Toda mi vida intentando escapar
a lo que me producía pensar si existirías;
pensando si tal vez, eran idénticas nuestras almas
y si nuestros latidos, al unísono, se escucharían.
Toda mi vida sufriendo una agonía por lo que desconocía
y que me hacía analizar los porqués de la vida;
los engaños, la mentira, y sobre todo, conocer
cuánto puede afectar el silencio y el ocultar sin medida.
Toda mi vida escapando a lo que no debía ser,
luchando por no querer conocer ni descubrir;
y justo ahora, alma gemela de mi alma,
sales de la nada y llegas a mí, a fundir mi razón.
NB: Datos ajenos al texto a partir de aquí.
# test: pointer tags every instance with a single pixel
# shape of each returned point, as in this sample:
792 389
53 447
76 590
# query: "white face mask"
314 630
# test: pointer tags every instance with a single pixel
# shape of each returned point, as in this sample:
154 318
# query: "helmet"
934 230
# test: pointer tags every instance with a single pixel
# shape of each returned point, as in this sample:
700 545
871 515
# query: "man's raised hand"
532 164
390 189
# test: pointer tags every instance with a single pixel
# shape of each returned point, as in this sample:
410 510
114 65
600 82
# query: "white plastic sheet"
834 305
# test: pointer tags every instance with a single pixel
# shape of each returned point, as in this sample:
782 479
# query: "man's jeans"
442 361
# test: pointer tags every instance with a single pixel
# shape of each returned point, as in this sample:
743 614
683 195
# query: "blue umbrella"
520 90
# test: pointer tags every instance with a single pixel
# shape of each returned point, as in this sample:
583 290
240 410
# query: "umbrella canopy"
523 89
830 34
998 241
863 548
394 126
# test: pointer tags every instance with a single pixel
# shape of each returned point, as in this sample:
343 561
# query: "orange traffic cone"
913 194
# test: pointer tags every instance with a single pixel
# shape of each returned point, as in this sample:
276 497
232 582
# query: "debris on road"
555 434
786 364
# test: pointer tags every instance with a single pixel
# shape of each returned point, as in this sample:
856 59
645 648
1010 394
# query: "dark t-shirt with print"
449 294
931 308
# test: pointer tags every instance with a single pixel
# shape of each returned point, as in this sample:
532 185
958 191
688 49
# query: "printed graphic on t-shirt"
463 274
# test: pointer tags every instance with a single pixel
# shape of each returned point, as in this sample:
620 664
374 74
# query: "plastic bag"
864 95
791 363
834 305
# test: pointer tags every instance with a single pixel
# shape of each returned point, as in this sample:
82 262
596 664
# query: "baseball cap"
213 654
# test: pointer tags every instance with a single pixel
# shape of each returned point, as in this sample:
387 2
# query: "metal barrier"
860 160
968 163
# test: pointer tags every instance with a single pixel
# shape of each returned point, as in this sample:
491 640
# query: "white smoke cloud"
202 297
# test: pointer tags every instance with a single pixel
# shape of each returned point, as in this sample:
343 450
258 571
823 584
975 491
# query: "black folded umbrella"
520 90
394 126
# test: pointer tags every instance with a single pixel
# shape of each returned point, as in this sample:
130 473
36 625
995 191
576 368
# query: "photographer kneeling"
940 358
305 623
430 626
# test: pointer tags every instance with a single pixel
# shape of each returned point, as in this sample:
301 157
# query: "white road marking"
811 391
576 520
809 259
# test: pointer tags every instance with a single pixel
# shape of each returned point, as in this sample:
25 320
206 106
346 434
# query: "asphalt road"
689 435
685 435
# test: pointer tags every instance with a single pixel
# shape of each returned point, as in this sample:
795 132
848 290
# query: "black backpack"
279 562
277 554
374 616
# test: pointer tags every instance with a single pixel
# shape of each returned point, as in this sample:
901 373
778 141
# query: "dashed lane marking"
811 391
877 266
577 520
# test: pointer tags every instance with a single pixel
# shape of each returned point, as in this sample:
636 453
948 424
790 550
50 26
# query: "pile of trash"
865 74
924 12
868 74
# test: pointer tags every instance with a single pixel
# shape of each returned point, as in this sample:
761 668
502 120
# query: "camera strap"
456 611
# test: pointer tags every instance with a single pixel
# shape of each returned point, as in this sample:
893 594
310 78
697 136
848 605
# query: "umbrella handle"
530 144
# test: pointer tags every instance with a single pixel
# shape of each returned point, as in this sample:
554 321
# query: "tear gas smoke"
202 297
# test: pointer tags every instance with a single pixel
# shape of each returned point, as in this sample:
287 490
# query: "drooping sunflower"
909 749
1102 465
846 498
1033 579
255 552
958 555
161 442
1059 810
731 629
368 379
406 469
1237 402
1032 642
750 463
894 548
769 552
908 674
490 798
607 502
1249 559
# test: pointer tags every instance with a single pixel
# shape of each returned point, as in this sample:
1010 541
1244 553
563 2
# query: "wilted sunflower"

Te pareces tanto a mí que apenas puedo apreciar
si hablo contigo o hablo conmigo;
me gustas tanto, que es como si gustara
de mis propios deseos, de mi propio interior.
Pero ay' de la vida que siempre nos pone trampas
y nos envuelve entre sus garras para que seamos
nosotros quienes decidamos lo que queremos hacer con ella;
pobres de nosotros que somos quienes la sufrimos.
Caemos en su enredadera y cuán difícil se nos hace
salir de ella, cuán duro aflojar cada una de sus cuerdas;
porque así nos trata la vida, como simples marionetas
de una obra teatral, donde al final nada cuenta.
Y como buenos actores, al acabar nuestro acto,
lloraremos por dentro y sin que nadie nos vea,
nuestras miradas cruzadas con intensidad inmensa,
se dirán lo que han callado, y sonreiremos con pena.